Spilger, 95, was drafted in 1941 and became a member of the 6th Armored Division, the 'Super Sixth', of General George Patton's Third Army. His job as an 'A' battery computer consisted of his relaying coordinates to artillery teams near or at the front lines.
As for the battle, it got its name due to the way the front line appeared to 'bulge' inward on a map according to the press. The significant battle was Hitler's last offensive campaign to drive Allied forces out of France. As a result, Germany's resources were severely depleted and German troops retreated, thus beginning the end of WWII.
In 1944, Spilger and others set sail in one of the largest convoys to England for more training. From there, he was sent to Utah Beach in Normandy as a 'follow-up' unit after D-day.
Although he is reluctant to talk about the gory reality of war and the battle, he does recount how he helped to save an army buddy, Bill Ebert of Minnesota. Ebert was injured in a mortar attack near Nancy, France. Not sure of how severe Ebert's injuries were, Spilger found a medic.
"He got shrapnel in both his legs," Spilger said, "The shatter and the break between the knee and hip was between 6 and a half to 7 inches. He didn't complain one bit. I was pretty lucky. Mortars were our biggest danger."
Spilger said that Ebert was given a choice by a doctor to amputate one leg or spend the rest of his life dressing it every day, he chose the latter. Until Ebert's death years ago, both the Spilger and the Ebert families visited each other every year.

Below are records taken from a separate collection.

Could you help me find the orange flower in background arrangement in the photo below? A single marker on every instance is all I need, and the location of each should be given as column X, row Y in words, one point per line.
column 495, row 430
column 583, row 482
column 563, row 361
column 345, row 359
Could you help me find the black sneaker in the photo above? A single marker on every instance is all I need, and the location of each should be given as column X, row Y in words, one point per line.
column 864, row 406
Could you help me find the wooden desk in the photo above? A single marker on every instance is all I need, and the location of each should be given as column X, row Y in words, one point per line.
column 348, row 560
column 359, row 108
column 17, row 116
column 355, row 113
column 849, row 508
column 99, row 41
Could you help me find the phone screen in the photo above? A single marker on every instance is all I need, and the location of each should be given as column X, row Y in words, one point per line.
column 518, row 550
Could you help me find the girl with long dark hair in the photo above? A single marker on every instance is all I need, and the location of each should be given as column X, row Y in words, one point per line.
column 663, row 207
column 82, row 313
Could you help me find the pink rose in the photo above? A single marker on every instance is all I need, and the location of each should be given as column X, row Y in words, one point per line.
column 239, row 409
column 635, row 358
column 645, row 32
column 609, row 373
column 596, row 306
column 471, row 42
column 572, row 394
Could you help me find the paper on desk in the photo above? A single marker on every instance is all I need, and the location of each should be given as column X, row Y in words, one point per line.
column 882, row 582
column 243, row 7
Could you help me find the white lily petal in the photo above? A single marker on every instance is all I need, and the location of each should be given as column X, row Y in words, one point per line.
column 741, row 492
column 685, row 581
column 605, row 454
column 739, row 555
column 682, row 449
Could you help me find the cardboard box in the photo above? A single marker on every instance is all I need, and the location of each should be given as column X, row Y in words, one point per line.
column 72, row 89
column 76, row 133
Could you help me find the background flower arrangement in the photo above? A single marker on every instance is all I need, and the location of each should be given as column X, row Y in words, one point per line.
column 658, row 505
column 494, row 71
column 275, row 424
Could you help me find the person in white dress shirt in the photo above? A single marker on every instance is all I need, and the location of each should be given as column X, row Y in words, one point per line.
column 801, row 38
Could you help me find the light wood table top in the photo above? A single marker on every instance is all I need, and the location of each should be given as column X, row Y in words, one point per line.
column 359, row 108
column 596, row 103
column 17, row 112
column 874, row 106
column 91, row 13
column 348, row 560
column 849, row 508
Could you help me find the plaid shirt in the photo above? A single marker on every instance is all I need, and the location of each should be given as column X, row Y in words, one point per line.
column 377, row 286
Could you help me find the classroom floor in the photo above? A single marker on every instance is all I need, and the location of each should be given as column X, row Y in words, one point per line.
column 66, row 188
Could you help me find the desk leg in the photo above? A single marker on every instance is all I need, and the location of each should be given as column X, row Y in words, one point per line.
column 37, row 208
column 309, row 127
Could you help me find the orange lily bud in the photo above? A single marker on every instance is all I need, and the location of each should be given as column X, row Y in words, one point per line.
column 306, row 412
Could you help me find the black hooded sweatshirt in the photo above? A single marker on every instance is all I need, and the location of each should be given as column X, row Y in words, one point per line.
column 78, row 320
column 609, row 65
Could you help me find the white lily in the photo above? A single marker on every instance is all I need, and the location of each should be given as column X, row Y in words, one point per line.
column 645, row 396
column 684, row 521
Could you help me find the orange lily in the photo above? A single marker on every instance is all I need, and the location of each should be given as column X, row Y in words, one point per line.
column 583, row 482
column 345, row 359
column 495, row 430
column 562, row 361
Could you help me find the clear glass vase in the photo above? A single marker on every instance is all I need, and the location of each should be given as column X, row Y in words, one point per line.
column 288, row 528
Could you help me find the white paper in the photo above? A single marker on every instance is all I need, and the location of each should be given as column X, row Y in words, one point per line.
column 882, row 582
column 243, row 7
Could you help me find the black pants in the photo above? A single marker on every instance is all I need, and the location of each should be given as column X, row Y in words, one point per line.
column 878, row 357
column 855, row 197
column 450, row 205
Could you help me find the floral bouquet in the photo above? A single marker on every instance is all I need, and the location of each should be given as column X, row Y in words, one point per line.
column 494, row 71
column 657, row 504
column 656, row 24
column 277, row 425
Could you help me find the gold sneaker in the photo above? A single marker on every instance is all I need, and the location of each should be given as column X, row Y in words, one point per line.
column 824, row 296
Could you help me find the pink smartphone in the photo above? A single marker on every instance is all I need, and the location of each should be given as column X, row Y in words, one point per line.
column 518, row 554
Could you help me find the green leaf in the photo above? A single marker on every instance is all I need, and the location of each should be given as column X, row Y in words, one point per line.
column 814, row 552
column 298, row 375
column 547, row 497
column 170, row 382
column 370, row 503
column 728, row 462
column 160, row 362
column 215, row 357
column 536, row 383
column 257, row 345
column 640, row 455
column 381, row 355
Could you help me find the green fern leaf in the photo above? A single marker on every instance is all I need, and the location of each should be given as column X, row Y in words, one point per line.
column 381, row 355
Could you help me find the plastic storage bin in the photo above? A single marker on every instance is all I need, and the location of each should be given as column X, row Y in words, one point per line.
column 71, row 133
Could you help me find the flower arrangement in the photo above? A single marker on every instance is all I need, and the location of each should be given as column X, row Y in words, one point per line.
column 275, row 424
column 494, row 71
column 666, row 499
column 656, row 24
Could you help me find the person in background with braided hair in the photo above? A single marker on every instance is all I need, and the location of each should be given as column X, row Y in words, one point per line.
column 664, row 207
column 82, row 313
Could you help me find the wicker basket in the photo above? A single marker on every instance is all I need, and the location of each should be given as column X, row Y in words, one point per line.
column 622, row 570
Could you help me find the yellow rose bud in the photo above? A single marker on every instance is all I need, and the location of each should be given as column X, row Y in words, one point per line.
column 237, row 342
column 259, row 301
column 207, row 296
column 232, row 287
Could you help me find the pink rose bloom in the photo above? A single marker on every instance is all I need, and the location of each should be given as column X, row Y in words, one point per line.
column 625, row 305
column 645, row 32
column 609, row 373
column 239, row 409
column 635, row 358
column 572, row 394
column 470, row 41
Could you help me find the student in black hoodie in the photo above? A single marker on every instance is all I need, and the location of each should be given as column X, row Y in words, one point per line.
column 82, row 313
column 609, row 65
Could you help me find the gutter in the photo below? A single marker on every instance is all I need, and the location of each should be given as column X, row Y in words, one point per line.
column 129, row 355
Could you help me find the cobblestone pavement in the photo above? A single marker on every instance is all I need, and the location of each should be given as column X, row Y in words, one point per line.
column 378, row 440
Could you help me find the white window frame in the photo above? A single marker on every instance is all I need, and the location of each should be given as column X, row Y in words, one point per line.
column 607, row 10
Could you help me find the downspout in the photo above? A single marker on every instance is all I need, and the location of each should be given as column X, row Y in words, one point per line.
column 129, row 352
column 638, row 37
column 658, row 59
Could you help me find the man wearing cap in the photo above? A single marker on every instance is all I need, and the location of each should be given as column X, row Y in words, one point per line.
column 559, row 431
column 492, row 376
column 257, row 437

"I loved him. I will never forget him," Spilger said.
Spilger's son, Denny, said Ebert and his father's perspective about serving in the war was not really one about fear.
"I think they thought it was just another job that they had to do to keep America free and I think that's all they thought about," Denny said.
Another sobering moment for Spilger came when troops were walking past concentration camps. By then they were empty and partially destroyed. Sometime later, he watched documentaries that reported the atrocities that occurred in these camps.
"It gives you a sick feeling," Spilger said, "They killed thousands of Jews. I mean they piled them up like wood. It's sick."
When asked what advice he would give to other service men and women, Spilger talks about having faith.
"Never underestimate the power of prayer," he said. "It really works."
Summing up his service in the war, Spilger said it was a good experience. "I was pretty lucky," he said. "The Lord was with me. No question about it."
Spilger is currently working on a memoir about his life. In one passage he writes about the places he has been in Europe - first with the 3rd Army and later with the 7th Army crossing the Siegfried Line twice.
The Siegfried Line was a geographic defense system stretching approximately 400 miles along the western boarder of Germany from the Netherlands down to Switzerland. It contained 18,000 bunkers, tunnels and tank traps, some of which remain to this day.
"Then back home to Dorothy," Spilger continues in the passage. "We raised five healthy children, four grandchildren, and five great-grandchildren and no tragedies, and a person has to be thankful for that. My life, I think, has been interesting and I am a very lucky country boy."
Denny said his father always stressed to him and his siblings about the importance of freedom.
"He says people should appreciate their freedom because it comes at a great cost," Denny said.
Spilger told of being in a store somewhere in Muscatine once and a man asked him what he thought about the war in the Middle East. He gave careful thought to the question and finally answered:
"You know mister, I think there are too many people in this world who don't appreciate their freedom."